Tomasz Adamek 8 listopada w Krakowie zmierzy się z Arturem Szpilką. W rozmowie z „Polska The Times” mistrz świata przyznaje, że na walkę zdecydował się z przyczyn finansowych.

Nie ma tu żadnej filozofii. Po prostu górę wzięła najlepsza dla mnie na ten moment oferta finansowa od telewizji Polsat.
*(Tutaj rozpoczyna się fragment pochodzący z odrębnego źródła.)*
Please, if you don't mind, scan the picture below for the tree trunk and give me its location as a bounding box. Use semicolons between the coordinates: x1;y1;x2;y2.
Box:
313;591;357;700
Dlatego przyjąłem walkę z Polakiem. (…) Boks to moja praca, jeśli więc wchodzę do ringu, to za możliwie największą gażę. Nie mam innego źródła dochodu” - mówi dziennikowi Adamek, który do niedawna zapierał się, że nie będzie walczyć ze Szpilką. Do walki przygotowuje się w rodzinnych Gilowicach.

W rozmowie z „Polska The Times” Adamek przyznaje, że ogromną motywacją jest dla niego wiara i rodzina. „Mam rodzinę, jest więc dla kogo żyć i zarabiać pieniądze. Oczywiście gdyby nie wiara, którą przekazała mi mama, moje życie pewnie by wyglądało nieco inaczej i mógłbym mieć inne priorytety. Z Bogiem się budzę, z Nim idę na spoczynek i od Niego czerpię siłę do działania” - mówi.